Graziela

 


EN LOS CAJONES

             Abrí el primer cajón de la mesilla de noche, buscaba el termómetro, no me sentía muy bien y quería saber si tenía algo de fiebre. Sin mirar dentro, mis dedos no lo encontraron pegado al borde, donde siempre lo dejo. No pude evitar dedicarle un pensamiento poco cariñoso a mi marido, que nunca pone las cosas en su sitio. De mala gana abrí del todo el cajón. Me llamó la atención una pequeña caja, con su cinta, perfectamente cerrada y una tarjeta diminuta de Bienvenida atada a la misma, con el logo de Paradores, Carmona. Sevilla”. Sonreí y la desenvolví con mimo, como si fuera un regalo nuevo. Contenía el capullo seco de una rosa roja y un pedacito de algodón. Eran recuerdos de la luna de miel. Los campos se extendían a ambos lados de la carretera, como colchas de lunares blancos, nunca los había visto, me encantaron. Manuel detuvo el coche,  y me cogió una flor, de la que solo queda este trocito de algodón que cada vez está más deslucido.

            ¡Madre mía, treinta años! Me parece increíble, y que nos sigamos llevando bastante bien más increíble todavía, pues hemos compartido mucho en todo este tiempo y no siempre avanzando en la misma dirección. Es lo que tiene el amor... pensé.

            Volví a envolverlo y lo dejé en su sitio.

            Me llegó el olor del guiso, me levanté rápido y al ver el reloj me di cuenta de que aún tenía que terminar de hacer las albóndigas.

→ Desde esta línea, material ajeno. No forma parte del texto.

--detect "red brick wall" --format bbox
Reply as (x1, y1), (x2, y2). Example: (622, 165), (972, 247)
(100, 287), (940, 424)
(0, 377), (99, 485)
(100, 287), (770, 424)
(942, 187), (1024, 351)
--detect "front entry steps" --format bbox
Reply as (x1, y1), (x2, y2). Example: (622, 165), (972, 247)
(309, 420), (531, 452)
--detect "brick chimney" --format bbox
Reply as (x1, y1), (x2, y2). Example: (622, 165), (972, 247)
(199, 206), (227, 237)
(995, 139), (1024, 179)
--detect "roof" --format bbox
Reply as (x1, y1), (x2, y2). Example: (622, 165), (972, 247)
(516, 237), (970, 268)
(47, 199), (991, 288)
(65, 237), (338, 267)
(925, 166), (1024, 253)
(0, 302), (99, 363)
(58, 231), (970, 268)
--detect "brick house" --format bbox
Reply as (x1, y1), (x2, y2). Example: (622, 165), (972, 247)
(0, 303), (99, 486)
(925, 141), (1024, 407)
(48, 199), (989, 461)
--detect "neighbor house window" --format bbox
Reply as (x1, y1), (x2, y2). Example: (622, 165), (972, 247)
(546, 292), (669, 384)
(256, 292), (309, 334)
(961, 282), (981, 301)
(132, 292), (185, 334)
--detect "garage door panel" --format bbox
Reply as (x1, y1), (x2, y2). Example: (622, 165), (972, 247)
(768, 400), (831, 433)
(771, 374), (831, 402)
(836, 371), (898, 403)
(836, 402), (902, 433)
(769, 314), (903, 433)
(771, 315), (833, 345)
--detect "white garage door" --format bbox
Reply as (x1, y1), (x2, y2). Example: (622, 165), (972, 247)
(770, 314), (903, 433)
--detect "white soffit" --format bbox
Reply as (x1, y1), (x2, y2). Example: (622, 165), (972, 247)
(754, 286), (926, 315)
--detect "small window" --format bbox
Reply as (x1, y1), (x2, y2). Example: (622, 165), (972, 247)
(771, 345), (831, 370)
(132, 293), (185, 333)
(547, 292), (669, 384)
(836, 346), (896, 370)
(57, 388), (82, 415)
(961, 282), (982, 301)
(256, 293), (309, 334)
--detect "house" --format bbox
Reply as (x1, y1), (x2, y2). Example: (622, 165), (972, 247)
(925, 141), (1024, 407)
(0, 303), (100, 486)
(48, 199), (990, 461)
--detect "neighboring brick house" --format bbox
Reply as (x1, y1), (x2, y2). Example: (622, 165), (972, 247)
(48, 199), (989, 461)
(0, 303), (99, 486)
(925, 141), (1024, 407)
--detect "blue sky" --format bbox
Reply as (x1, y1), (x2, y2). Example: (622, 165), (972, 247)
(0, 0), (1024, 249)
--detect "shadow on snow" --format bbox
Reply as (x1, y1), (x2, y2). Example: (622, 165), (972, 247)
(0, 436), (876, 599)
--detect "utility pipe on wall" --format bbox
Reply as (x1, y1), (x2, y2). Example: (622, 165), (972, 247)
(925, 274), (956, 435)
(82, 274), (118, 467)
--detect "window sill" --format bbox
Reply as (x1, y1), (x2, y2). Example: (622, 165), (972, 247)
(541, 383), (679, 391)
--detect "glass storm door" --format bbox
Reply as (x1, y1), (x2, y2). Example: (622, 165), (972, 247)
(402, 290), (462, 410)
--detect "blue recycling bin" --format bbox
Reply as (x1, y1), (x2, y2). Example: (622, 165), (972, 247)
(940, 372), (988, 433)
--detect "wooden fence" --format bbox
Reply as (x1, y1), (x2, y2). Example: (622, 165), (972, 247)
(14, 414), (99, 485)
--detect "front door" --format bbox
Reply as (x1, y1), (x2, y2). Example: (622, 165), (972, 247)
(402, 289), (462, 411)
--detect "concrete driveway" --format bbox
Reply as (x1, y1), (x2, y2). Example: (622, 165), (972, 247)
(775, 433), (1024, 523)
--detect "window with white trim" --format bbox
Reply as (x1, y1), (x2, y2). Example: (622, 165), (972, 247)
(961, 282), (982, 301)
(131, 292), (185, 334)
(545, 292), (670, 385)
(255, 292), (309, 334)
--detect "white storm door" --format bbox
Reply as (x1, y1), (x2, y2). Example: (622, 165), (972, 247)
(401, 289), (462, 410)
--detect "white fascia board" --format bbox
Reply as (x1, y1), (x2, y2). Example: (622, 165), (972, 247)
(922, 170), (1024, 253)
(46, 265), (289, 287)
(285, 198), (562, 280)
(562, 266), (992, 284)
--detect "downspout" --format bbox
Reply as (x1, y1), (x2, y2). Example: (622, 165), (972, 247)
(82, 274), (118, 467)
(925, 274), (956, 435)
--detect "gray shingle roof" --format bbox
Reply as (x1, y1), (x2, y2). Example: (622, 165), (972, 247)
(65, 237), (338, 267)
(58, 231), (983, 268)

            Fui incapaz de encontrar mi pela-patatas (cada uno tenemos el nuestro) en el cajón de la cocina, que más que uno de sastre, es un desastre en sí mismo. Allí guardo los cubiertos de cocina, utensilios varios, y, en dos cajitas al fondo, las gomas de las hueveras y espárragos, los corchos, algún cordel, tapones, etc... Sin darme cuenta empecé a sacar cosas, las iba extendiendo en la encimera: espátulas, cucharas, tenedores, tijera, cuchillos pequeños, los de untar mantequilla, el aparato de quitar el corazón a las manzanas, También la cuchara de la miel, el funderelele, el pelador de tomates, y esa pala de madera diminuta, como las grandes que usaban en las tiendas de ultramarinos para coger la legumbre y ahora tienes en algunos para los frutos secos. Era de madera de olivo y perteneció a mi madre, que le encantaban las cosas pequeñas y como todas lo sabíamos mi hermana se la trajo de Mallorca, aunque no tuviera utilidad alguna, pues nunca la vi usarla. Me dio pena tirarla cuando mamá murió, desde entonces  habita en el cajón de mi cocina, sin utilizarla para nada, es un pequeño recuerdo que me acerca a su esencia.

            Bueno, ya que tenía todo fuera limpié el fondo, donde inevitablemente se van acumulando migas, polvo. Tiré algunas cosas y volví a guardar el resto. Puse la palita al final.

            Cuando escuché que se abría la puerta ya era tarde para preparar patatas o hacer arroz. .

            –Hola cariño. ¡Qué pronto has llegado hoy!

            – Como siempre. ¿Qué te pasa? Tienes mala cara.

            –Nada, No me encontraba muy bien esta mañana, creía que tenía fiebre… Aunque ya me siento mejor. Me he liado con tonterías, ordenando el cajón. Así que aún no he terminado de hacer la comida.

            –Pues si quieres podemos ir a comer al de la esquina, he visto que hoy tienen migas y huevos con jamón. Hace un día precioso y no había mucha gente en la terraza. Anda, ponte los zapatos y nos vamos.